Le dharma qui interdit de détruire toute forme de vie n'interdit pas de consommer de la viande. Sur le haut plateau tibétain, la viande de yack est un aliment de base avec la tsampa, les oignons et le thé au beurre. Mais alors, qui s'occupait d'abattre, de dépecer et de découper les yacks ? C'était le « sale boulot » dont se chargeaient les musulmans. Si bien qu'en 2008, lors des émeutes qui ont secoué Lhassa, les boucheries furent visées en premier, mais aussi des magasins et des restaurants tenus par des musulmans. Un groupe de jeunes Tibétains essaya même de prendre d'assaut la grande mosquée en mettant le feu à l'entrée principale.

Ces actes de vandalisme furent commis en 2008 par des Tibétains, parmi lesquels on vit des lamas qui organisaient les groupes de jeunes dans les rues et les encourageaient. Les 22 personnes décédées lors de ces affrontements étaient des civils, pour la plupart des musulmans, brûlés vifs ou tabassés à mort. Les jeunes Tibétains s’en sont également pris à des écoles, des hôpitaux, des hôtels, des banques et au marché de gros de Tsomtsikhang où de nombreux magasins appartenaient à des musulmans.3

A noter que le Tibet n'est pas le seul lieu en Asie où le bouddhisme s'est mis en guerre contre l'islam. On peut citer les Rohingyas en Birmanie, les musulmans de Thaïlande, du Sri-Lanka, du Cachemire qui sont régulièrement persécutés par les communautés bouddhistes locales.4 Le bouddhisme, connu pour sa tolérance, accepte difficilement l'implantation de l'Islam en Asie.

 

Retournement de veste peu anodin de la part de l'Apôtre de la paix

Pourtant, depuis que le dalaï-lama a reçu le prix Nobel de la paix, en 1989, il s'émeut du sort des Ouïghours, l'ethnie turcophone musulmane présente au Xinjiang, mais aussi au Kazakhstan, en Ouzbékistan, au Kirghizstan et en Turquie. Au nombre de onze millions, les Ouïghours sont les descendants des musulmans installés dans la région depuis le 8ème siècle, après la bataille de Talas. Nombre d'entre eux étaient des marchands nomades circulant sur la Route de la Soie, reliant l’extrême Orient aux hauts plateaux de l'Asie centrale.

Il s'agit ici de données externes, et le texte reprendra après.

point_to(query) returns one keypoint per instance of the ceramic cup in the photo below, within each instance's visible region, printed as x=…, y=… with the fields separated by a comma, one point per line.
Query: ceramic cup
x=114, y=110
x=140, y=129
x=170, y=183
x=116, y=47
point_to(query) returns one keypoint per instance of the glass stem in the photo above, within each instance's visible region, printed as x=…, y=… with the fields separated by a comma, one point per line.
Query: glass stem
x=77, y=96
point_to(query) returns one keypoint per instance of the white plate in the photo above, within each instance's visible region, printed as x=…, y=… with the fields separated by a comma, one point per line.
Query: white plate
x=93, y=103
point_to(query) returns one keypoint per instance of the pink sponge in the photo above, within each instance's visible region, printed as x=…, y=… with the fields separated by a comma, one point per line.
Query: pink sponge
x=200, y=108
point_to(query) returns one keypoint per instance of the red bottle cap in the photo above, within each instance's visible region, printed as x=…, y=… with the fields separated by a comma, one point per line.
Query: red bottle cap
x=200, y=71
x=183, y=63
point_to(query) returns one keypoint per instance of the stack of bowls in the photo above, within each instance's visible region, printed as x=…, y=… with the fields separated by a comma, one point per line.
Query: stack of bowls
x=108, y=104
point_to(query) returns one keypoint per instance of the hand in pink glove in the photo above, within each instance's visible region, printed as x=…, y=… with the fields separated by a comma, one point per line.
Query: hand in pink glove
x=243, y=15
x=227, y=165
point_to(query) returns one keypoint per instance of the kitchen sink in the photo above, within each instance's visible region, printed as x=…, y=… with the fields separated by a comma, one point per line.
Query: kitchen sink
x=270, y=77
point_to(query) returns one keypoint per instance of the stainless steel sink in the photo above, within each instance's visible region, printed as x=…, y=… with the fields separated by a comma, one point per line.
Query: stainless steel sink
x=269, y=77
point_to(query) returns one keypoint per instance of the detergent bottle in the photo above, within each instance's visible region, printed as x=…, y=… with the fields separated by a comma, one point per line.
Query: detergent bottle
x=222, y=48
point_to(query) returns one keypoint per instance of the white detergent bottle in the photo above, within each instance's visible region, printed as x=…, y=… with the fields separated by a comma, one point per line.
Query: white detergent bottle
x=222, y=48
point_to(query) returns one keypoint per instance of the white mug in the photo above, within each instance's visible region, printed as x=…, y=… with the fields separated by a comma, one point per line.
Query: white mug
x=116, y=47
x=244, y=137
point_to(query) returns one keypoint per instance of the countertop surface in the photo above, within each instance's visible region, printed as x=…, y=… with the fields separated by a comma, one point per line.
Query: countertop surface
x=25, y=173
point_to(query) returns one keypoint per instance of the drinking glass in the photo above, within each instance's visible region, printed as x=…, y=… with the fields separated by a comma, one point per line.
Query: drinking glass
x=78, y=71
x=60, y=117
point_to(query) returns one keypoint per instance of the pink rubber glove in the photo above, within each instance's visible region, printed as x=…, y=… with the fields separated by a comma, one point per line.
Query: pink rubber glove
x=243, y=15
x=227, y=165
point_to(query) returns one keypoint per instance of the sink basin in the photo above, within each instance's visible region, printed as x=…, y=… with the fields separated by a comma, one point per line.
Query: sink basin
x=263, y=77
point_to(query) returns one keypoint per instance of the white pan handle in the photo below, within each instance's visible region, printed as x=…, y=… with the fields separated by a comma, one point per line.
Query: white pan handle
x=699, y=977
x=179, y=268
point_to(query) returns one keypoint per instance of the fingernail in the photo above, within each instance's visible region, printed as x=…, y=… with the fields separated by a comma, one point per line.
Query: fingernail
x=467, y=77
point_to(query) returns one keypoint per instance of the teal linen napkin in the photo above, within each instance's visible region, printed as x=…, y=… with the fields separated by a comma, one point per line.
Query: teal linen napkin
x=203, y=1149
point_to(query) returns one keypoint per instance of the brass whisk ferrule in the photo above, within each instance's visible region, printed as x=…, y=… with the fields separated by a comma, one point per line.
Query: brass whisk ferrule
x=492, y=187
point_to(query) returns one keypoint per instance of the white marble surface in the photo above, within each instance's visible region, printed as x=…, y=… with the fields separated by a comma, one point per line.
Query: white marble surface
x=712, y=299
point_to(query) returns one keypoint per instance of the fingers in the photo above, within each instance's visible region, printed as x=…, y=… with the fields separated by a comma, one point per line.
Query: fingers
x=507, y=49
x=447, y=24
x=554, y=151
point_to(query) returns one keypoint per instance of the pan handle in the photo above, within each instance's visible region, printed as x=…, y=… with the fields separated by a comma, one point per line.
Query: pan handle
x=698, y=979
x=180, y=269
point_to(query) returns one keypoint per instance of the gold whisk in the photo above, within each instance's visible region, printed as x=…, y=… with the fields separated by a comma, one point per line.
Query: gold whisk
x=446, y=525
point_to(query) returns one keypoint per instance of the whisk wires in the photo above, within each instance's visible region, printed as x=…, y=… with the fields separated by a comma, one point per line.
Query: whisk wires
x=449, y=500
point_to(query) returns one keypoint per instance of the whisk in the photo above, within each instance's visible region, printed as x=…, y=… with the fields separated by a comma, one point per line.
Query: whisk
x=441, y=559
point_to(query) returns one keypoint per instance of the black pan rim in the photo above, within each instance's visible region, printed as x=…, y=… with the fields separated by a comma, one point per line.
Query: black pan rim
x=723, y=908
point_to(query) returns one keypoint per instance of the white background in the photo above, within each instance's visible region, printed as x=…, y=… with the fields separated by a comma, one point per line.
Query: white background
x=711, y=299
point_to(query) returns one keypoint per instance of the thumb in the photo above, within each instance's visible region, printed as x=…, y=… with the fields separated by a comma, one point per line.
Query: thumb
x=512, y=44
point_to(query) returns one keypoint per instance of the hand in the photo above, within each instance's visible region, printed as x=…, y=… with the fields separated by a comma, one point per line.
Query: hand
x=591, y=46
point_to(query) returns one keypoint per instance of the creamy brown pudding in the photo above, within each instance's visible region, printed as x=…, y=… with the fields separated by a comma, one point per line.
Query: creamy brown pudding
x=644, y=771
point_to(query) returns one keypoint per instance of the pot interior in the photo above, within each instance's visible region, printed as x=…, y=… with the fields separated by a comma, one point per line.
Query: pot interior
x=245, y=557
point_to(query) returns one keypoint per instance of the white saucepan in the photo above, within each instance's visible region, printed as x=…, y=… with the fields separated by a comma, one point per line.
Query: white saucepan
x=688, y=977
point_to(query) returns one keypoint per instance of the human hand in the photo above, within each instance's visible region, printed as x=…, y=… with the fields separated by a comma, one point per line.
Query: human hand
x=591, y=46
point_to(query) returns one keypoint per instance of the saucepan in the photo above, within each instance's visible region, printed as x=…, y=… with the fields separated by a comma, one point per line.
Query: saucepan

Au Xinjiang, les Ouïghours représentent actuellement 45% de la population, à côté des Han (41 %), des Kazakhs (7 %), des Hui (5 %), des Kirghizes (0,9 %), des Mongols (0,8 %), des Dongxiang (0,3 %), des Tadjiks (0,2 %), des Xibe (0,2 %). Comme la majorité des provinces et régions autonomes qui bordent le bassin central de la Chine, le Xinjiang est une mosaïque multiethnique.

Mais nos médias se sont concentrés sur les seuls Ouïghours, car ils seraient « chassés de leur propre pays » par les Chinois. On peut préciser ici que le territoire du Xinjiang fait partie de la Chine depuis le début de l'ère chrétienne. La dynastie des Han (-206/+220) ont rapidement compris l'importance économique et stratégique de la Route de la soie et ont annexé la région de l'actuelle province du Xinjiang. On peut également rappeler qu'au 9ème siècle, les Ouïghours se sont alliés aux Chinois pour repousser les incursions des Tibétains qui, eux aussi, ont voulu s'emparer de la Route de la Soie.

 

Mais non, ce qui fait vendre nos journaux c'est la « répression et la sinisation forcée de la région, identique à celle qui fut menée au Tibet. »5 La compassion affichée par notre « Apôtre de la paix » envers ses « voisins ouïghours » s'expliquerait-elle par la similitude de traitement que les Chinois sont censés infliger à ces deux populations qui, pourtant, furent rivales pendant de longs siècles ? Étrange et soudain retournement de veste de la part du 14ème dalaï-lama !... mais n'est-il pas le chef spirituel de la religion la plus tolérante et la plus compassionnelle au monde ?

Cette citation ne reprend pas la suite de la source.